- Mug shot of Salvatore Russo
- Born: 27 June 1958 (age 67) Nola, Italy
- Occupation: Boss of the Russo clan
- Criminal status: In prison in Italy
- Relatives: Pasquale Russo (brother)
- Allegiance: Russo clan / Camorra
- Criminal charge: Murder
- Penalty: Life in prison

= Salvatore Russo =

Italian Camorrista

Salvatore Russo (/it/; born 27 June 1958 in Nola) is an Italian Camorrista and boss of the Russo clan from Nola, which he co-founded. He has been running the clan together with his brother Pasquale for over thirty years. He has been on the "most wanted list" of the Italian ministry of the Interior since 1995, for Camorra association, murder, concealment of corpse and other crimes. On 15 April 1994 an international warrant was issued against him, to be arrested for extradition.

The criminal career of the Russo brothers started in the 1970s and they had close ties to Mario Fabbrocino and Michele Zaza. Later, they were in the top of the clan of Carmine Alfieri.

In March 2008, assets worth 300 million euros belonging to the Russo clan were seized by the Italian State, including real estate, two supermarkets, luxury cars, and Swiss bank accounts. Police said the Russo clan had total control over illegal activity in about 40 towns in the Naples region.

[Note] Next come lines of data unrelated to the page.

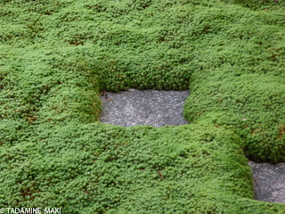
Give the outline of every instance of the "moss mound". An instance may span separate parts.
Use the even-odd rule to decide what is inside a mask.
[[[97,122],[37,131],[2,146],[2,206],[61,207],[64,213],[285,210],[253,200],[240,139],[222,127]]]
[[[255,161],[285,161],[285,79],[258,74],[215,75],[193,88],[184,105],[190,121],[210,118],[235,128]]]
[[[283,213],[243,154],[284,160],[283,4],[1,1],[0,206]],[[189,86],[195,124],[95,122],[102,89]]]

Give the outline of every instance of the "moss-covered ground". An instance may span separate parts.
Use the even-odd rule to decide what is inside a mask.
[[[4,0],[0,208],[284,213],[247,158],[285,161],[281,0]],[[100,92],[183,90],[190,125],[98,122]]]

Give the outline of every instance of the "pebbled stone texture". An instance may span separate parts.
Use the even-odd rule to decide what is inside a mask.
[[[101,97],[100,121],[117,126],[179,126],[188,122],[183,117],[183,106],[189,91],[140,91],[129,89],[108,93]],[[249,161],[254,179],[255,199],[285,203],[285,163],[271,165]]]

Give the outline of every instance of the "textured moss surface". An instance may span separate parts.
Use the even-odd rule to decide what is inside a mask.
[[[284,160],[283,1],[0,3],[0,207],[283,213],[253,200]],[[95,122],[102,89],[183,90],[191,125]]]

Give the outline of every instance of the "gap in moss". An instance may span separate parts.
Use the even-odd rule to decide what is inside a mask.
[[[100,121],[122,127],[150,125],[184,125],[183,107],[189,91],[157,91],[129,89],[119,93],[107,92],[102,96]]]

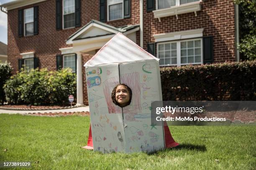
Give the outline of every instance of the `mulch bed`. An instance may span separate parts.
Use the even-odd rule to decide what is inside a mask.
[[[73,105],[72,108],[76,107]],[[70,105],[64,106],[34,106],[27,105],[0,105],[0,109],[10,109],[12,110],[53,110],[53,109],[61,109],[65,108],[71,108]]]
[[[77,116],[87,116],[90,115],[90,113],[89,112],[64,112],[60,113],[29,113],[28,115],[31,115],[34,116],[67,116],[72,115],[76,115]]]

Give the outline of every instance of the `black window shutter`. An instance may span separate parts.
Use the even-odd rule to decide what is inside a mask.
[[[155,44],[156,44],[154,42],[150,42],[148,43],[148,52],[152,54],[154,56],[155,56]]]
[[[76,73],[77,73],[77,54],[75,54],[75,63],[76,63]]]
[[[123,18],[127,18],[131,17],[131,0],[123,1]]]
[[[106,0],[100,0],[100,21],[106,22]]]
[[[62,68],[62,55],[56,55],[56,65],[57,70],[60,70]]]
[[[147,0],[147,11],[155,10],[155,0]]]
[[[56,29],[61,29],[61,0],[56,0]]]
[[[203,63],[210,64],[213,62],[213,38],[212,36],[203,38]]]
[[[39,67],[38,59],[38,58],[34,57],[34,69],[35,69],[38,67]]]
[[[38,6],[34,7],[34,35],[38,34]]]
[[[81,1],[75,0],[75,11],[76,16],[76,27],[81,26]]]
[[[20,59],[18,60],[18,64],[19,64],[19,72],[20,72],[21,71],[21,68],[23,67],[23,65],[24,65],[24,60]]]
[[[23,10],[19,10],[18,14],[19,37],[23,37]]]

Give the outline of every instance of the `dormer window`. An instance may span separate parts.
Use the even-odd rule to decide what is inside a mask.
[[[34,35],[34,8],[24,10],[24,30],[25,36]]]
[[[123,0],[110,0],[108,1],[109,20],[123,18]]]
[[[74,27],[75,20],[74,0],[63,0],[64,29]]]

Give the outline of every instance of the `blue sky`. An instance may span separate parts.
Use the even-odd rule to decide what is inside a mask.
[[[0,5],[13,0],[0,0]],[[0,41],[7,44],[7,15],[0,11]]]

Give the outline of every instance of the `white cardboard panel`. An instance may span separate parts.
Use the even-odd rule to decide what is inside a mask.
[[[125,144],[122,109],[111,99],[119,82],[118,65],[88,67],[86,73],[94,150],[123,152]]]
[[[151,124],[151,101],[162,100],[158,62],[154,60],[119,65],[120,82],[131,89],[131,104],[123,108],[128,152],[152,152],[164,148],[162,126]]]

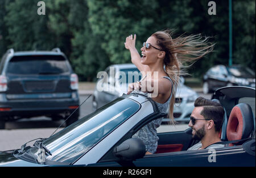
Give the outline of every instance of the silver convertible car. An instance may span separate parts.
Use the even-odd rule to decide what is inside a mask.
[[[246,87],[215,91],[212,99],[226,111],[220,137],[228,145],[214,151],[187,151],[198,142],[192,139],[189,128],[158,133],[156,152],[145,155],[142,141],[132,136],[164,115],[150,98],[132,94],[117,98],[48,138],[39,138],[32,147],[24,144],[15,150],[0,152],[0,166],[255,167],[255,95],[254,88]]]

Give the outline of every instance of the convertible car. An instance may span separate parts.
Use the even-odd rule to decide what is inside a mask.
[[[187,151],[198,141],[191,128],[158,133],[155,154],[133,135],[164,117],[150,98],[123,95],[32,147],[0,152],[1,166],[253,166],[255,158],[255,90],[247,87],[219,88],[212,99],[224,107],[220,133],[225,147]]]

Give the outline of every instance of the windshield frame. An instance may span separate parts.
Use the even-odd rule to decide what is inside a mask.
[[[67,149],[70,149],[71,147],[72,147],[71,149],[73,149],[72,150],[76,151],[76,149],[77,149],[77,147],[80,146],[79,146],[80,143],[77,144],[77,142],[75,142],[75,144],[71,145],[71,146],[67,146],[66,145],[68,145],[72,141],[66,141],[67,143],[64,144],[64,145],[62,145],[61,143],[60,143],[56,144],[56,145],[57,145],[57,146],[56,146],[56,147],[59,147],[58,149],[53,150],[53,151],[52,151],[52,150],[51,149],[51,148],[49,147],[49,145],[51,145],[52,143],[56,143],[56,142],[57,142],[56,141],[58,140],[58,139],[63,139],[63,138],[64,138],[64,139],[65,139],[65,137],[67,135],[68,135],[68,137],[70,137],[70,136],[68,136],[69,133],[70,133],[71,132],[71,133],[74,133],[74,132],[76,133],[76,130],[78,130],[77,129],[77,127],[79,127],[79,126],[82,126],[82,127],[85,127],[84,126],[84,123],[85,123],[87,121],[90,120],[91,119],[94,119],[94,120],[93,120],[93,121],[96,121],[96,120],[97,120],[96,118],[97,118],[97,117],[98,117],[98,118],[100,118],[101,117],[100,113],[102,113],[102,112],[104,112],[104,111],[105,112],[108,112],[108,109],[113,109],[113,107],[115,107],[115,108],[116,107],[117,107],[117,105],[118,105],[118,103],[119,103],[121,101],[125,101],[125,102],[128,102],[128,103],[130,102],[130,103],[131,103],[131,104],[132,105],[132,108],[133,108],[132,109],[134,109],[134,110],[133,110],[133,112],[133,112],[132,113],[131,113],[131,114],[130,114],[129,113],[129,112],[130,112],[130,111],[128,111],[128,116],[127,117],[124,118],[121,122],[118,122],[118,124],[117,125],[115,125],[112,128],[111,128],[111,129],[109,129],[110,131],[109,132],[108,132],[105,135],[104,134],[103,137],[102,137],[102,135],[101,135],[101,137],[100,138],[100,139],[97,140],[95,143],[93,143],[93,144],[90,145],[90,146],[88,146],[89,149],[87,149],[86,146],[84,146],[85,149],[82,150],[83,152],[82,154],[80,154],[79,156],[76,157],[76,156],[71,156],[69,157],[69,158],[68,158],[68,157],[67,157],[68,158],[66,159],[65,158],[65,155],[63,157],[63,158],[61,158],[61,156],[60,156],[60,158],[61,158],[59,159],[56,159],[56,158],[58,158],[59,155],[60,154],[62,154],[61,152],[60,153],[59,153],[58,154],[56,154],[56,153],[55,153],[55,151],[56,151],[55,150],[57,151],[57,150],[59,150],[60,149],[61,150],[63,148],[64,148],[65,149],[64,150],[64,151],[65,151],[65,150]],[[113,103],[114,103],[114,104],[113,104]],[[117,105],[115,105],[115,104],[116,104]],[[119,104],[119,105],[120,105],[120,107],[121,108],[124,108],[124,107],[127,108],[127,109],[125,109],[125,111],[121,110],[121,112],[123,112],[123,111],[125,111],[126,110],[129,109],[128,107],[126,105],[123,105],[123,106],[121,106],[121,104]],[[130,108],[131,108],[131,107]],[[135,100],[134,100],[133,99],[130,99],[126,97],[125,96],[124,96],[123,97],[120,97],[120,98],[115,99],[115,100],[113,101],[112,102],[109,103],[109,104],[106,104],[106,105],[102,107],[102,108],[98,109],[95,112],[93,112],[93,113],[90,113],[89,115],[88,115],[87,116],[86,116],[84,117],[83,118],[81,118],[80,120],[81,120],[81,121],[80,123],[78,122],[79,124],[79,125],[77,125],[77,126],[75,126],[76,125],[76,123],[77,123],[76,124],[77,124],[77,122],[76,122],[75,123],[72,124],[69,126],[68,126],[68,127],[67,127],[67,128],[66,128],[60,130],[60,132],[59,132],[58,133],[56,133],[55,134],[54,134],[54,135],[52,135],[51,137],[48,138],[47,139],[46,139],[45,140],[44,140],[43,141],[43,143],[44,145],[45,145],[46,147],[47,147],[48,149],[49,149],[49,150],[51,151],[51,152],[52,152],[52,155],[53,155],[52,156],[49,156],[49,155],[46,155],[46,159],[47,160],[49,160],[52,163],[55,162],[56,164],[58,164],[59,163],[61,163],[61,164],[62,163],[66,163],[67,165],[67,164],[73,164],[73,163],[76,162],[77,160],[80,159],[81,157],[82,157],[88,151],[89,151],[91,149],[92,149],[95,146],[96,146],[100,142],[101,142],[103,139],[104,139],[106,137],[108,137],[109,135],[110,135],[111,133],[113,132],[114,132],[119,126],[120,126],[122,124],[123,124],[124,122],[125,122],[126,121],[127,121],[131,117],[132,117],[133,115],[136,114],[136,113],[137,113],[141,109],[141,104],[139,102],[138,102],[137,101],[135,101]],[[115,111],[113,113],[115,113]],[[121,114],[121,115],[122,115],[123,114]],[[110,114],[110,115],[111,115],[111,114]],[[120,115],[120,116],[121,116],[121,115]],[[123,115],[125,116],[125,113]],[[112,117],[112,118],[113,118],[113,117],[114,117],[114,116]],[[109,120],[110,118],[107,118],[106,120]],[[117,119],[119,118],[118,117],[117,117]],[[104,120],[104,119],[103,119],[103,120]],[[91,122],[92,122],[92,121],[91,121]],[[84,124],[84,125],[82,125],[83,124]],[[73,128],[71,130],[68,131],[68,129],[70,129],[71,128],[72,128],[72,125],[73,126]],[[101,127],[100,128],[102,128],[103,127]],[[64,130],[65,129],[67,130],[68,132],[65,132],[67,130]],[[86,131],[86,130],[85,130]],[[56,135],[61,134],[61,132],[63,132],[64,134],[63,134],[63,135],[61,135],[60,137],[57,136],[57,137],[54,138],[54,139],[53,141],[49,141],[49,139],[52,139],[53,138],[54,138],[54,137],[56,137]],[[78,132],[78,133],[79,133],[79,130],[76,130],[76,132]],[[87,131],[87,132],[88,132],[88,131]],[[85,133],[86,133],[86,132],[85,132]],[[91,135],[89,134],[89,135],[87,135],[86,137],[83,137],[81,139],[82,140],[84,140],[84,141],[82,143],[84,143],[84,142],[85,142],[85,139],[86,138],[86,137],[89,136],[89,137],[90,137],[90,135]],[[93,136],[91,136],[91,137],[93,137]],[[68,138],[68,137],[67,137],[67,138]],[[92,137],[92,138],[93,138],[93,137]],[[86,139],[85,139],[85,141],[86,141]],[[47,142],[49,142],[49,143],[47,143]],[[31,152],[33,153],[34,155],[35,155],[35,153],[36,152],[38,149],[36,148],[35,148],[35,147],[32,147],[31,149]],[[74,152],[75,152],[75,151],[73,151]],[[72,153],[71,153],[71,155],[72,155]],[[53,156],[55,156],[55,157],[53,157]],[[59,161],[60,159],[61,159],[61,161]],[[65,160],[63,162],[62,161],[63,159],[64,159]],[[65,160],[68,160],[69,162],[68,162]],[[72,160],[72,161],[70,161],[71,160]]]

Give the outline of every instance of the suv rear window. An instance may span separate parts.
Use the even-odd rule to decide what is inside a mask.
[[[7,74],[57,74],[69,71],[68,61],[61,56],[14,56],[10,61]]]

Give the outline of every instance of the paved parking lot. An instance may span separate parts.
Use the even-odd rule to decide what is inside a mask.
[[[80,95],[80,103],[85,100],[89,95]],[[210,95],[199,94],[200,96],[210,98]],[[93,112],[92,97],[81,106],[81,116],[83,117]],[[6,123],[6,129],[0,130],[0,151],[19,149],[20,146],[37,138],[47,138],[64,121],[52,121],[49,118],[40,117],[30,119],[22,119],[16,122]],[[61,130],[65,124],[58,131]],[[188,124],[178,124],[175,126],[162,125],[158,129],[158,132],[184,130],[188,128]],[[34,142],[28,145],[32,145]]]

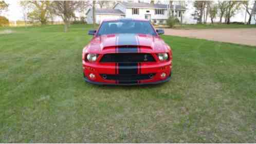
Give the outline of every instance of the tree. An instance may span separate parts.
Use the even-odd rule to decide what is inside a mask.
[[[254,1],[254,4],[253,4],[253,7],[252,8],[252,10],[251,11],[252,14],[254,14],[254,20],[256,22],[256,1]],[[255,24],[256,25],[256,22],[255,23]]]
[[[50,15],[50,7],[52,2],[49,1],[22,1],[22,7],[29,7],[27,17],[31,21],[39,21],[42,25],[46,25]]]
[[[194,2],[194,7],[197,11],[199,11],[198,20],[199,20],[199,23],[200,24],[202,24],[203,22],[203,16],[205,12],[205,5],[206,1],[195,1]]]
[[[79,9],[83,1],[53,1],[51,6],[51,11],[60,16],[64,23],[64,32],[68,31],[68,26],[72,18],[76,18],[75,12]]]
[[[28,14],[30,11],[31,7],[26,4],[25,1],[21,1],[20,2],[20,5],[22,8],[22,17],[23,20],[24,20],[25,26],[27,27],[27,23],[28,19]]]
[[[216,16],[218,12],[218,6],[214,4],[209,4],[209,13],[210,13],[210,17],[211,18],[211,22],[213,24],[213,19],[216,18]]]
[[[6,4],[5,1],[0,1],[0,14],[4,10],[7,10],[9,5]]]
[[[9,20],[7,18],[0,16],[0,27],[8,26],[9,25]]]
[[[218,8],[220,10],[220,23],[222,23],[222,18],[224,16],[227,10],[228,1],[218,2]]]
[[[172,12],[172,6],[173,4],[173,1],[169,1],[169,8],[168,9],[168,11],[169,12],[169,16],[173,16],[173,13]]]
[[[206,23],[207,22],[207,18],[208,18],[208,13],[209,12],[209,10],[210,10],[210,8],[209,8],[209,5],[211,5],[212,4],[212,2],[213,1],[206,1],[205,2],[205,8],[206,8],[206,14],[205,15],[205,17],[204,18],[204,23],[205,24],[206,24]],[[204,9],[204,11],[205,11],[205,9]],[[205,13],[205,12],[204,12],[204,13]],[[205,16],[205,14],[204,14],[204,16]]]
[[[249,1],[242,1],[241,3],[243,5],[245,8],[245,24],[247,23],[247,25],[250,25],[251,23],[251,18],[252,16],[252,14],[255,13],[255,9],[256,9],[256,1],[254,2],[254,4],[252,7],[250,7]],[[246,23],[246,14],[249,15],[249,19],[248,22]]]
[[[241,3],[239,1],[228,1],[225,15],[226,24],[230,24],[230,18],[235,15],[236,11],[239,9],[241,4]]]

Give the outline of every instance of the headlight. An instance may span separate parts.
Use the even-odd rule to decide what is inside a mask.
[[[98,54],[89,53],[87,55],[86,58],[89,61],[95,61],[98,58]]]
[[[158,58],[160,61],[166,60],[168,59],[168,54],[167,53],[158,54]]]

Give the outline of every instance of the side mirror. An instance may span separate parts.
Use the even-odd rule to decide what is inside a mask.
[[[164,34],[164,31],[163,29],[157,29],[156,32],[159,35]]]
[[[96,33],[96,30],[89,30],[88,32],[88,34],[94,35]]]

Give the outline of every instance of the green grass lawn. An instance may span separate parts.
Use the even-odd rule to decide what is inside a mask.
[[[196,24],[196,25],[176,25],[174,29],[237,29],[256,28],[256,25],[236,25],[236,24]]]
[[[90,28],[0,34],[0,143],[256,142],[256,47],[163,36],[171,81],[96,86],[82,75]]]

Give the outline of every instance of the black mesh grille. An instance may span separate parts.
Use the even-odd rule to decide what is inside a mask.
[[[140,63],[155,61],[149,53],[109,53],[104,54],[100,62],[109,63]]]
[[[133,81],[136,80],[148,79],[152,78],[155,74],[101,74],[102,78],[108,80],[118,80],[122,81]]]

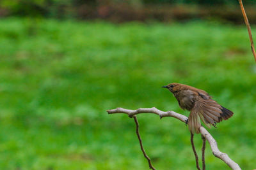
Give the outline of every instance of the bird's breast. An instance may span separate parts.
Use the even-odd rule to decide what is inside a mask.
[[[183,110],[190,111],[195,105],[195,94],[192,90],[187,90],[174,93],[174,96]]]

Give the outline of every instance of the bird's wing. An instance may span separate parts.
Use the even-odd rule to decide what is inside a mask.
[[[189,128],[192,132],[199,133],[199,128],[201,126],[199,117],[206,126],[211,128],[210,125],[215,126],[216,122],[220,122],[223,119],[227,120],[232,115],[233,112],[221,106],[215,101],[200,97],[195,101],[191,110],[189,117]]]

Salvatore Russo was arrested on 31 October 2009 in Somma Vesuviana, close to his native area Nola. He had set up a small hideout at a chicken and rabbit farm. The arrest was made just after 7:00 am at the farm after Russo returned from hunting. His brother Pasquale was arrested a day later, on 1 November 2009, in Sperone (Avellino) together with their younger brother Carmine Russo, a fugitive since 2007 and on the list of 100 most wanted fugitives. With the arrest of the top leadership, the clan has been dealt another severe blow. He is now serving a life sentence.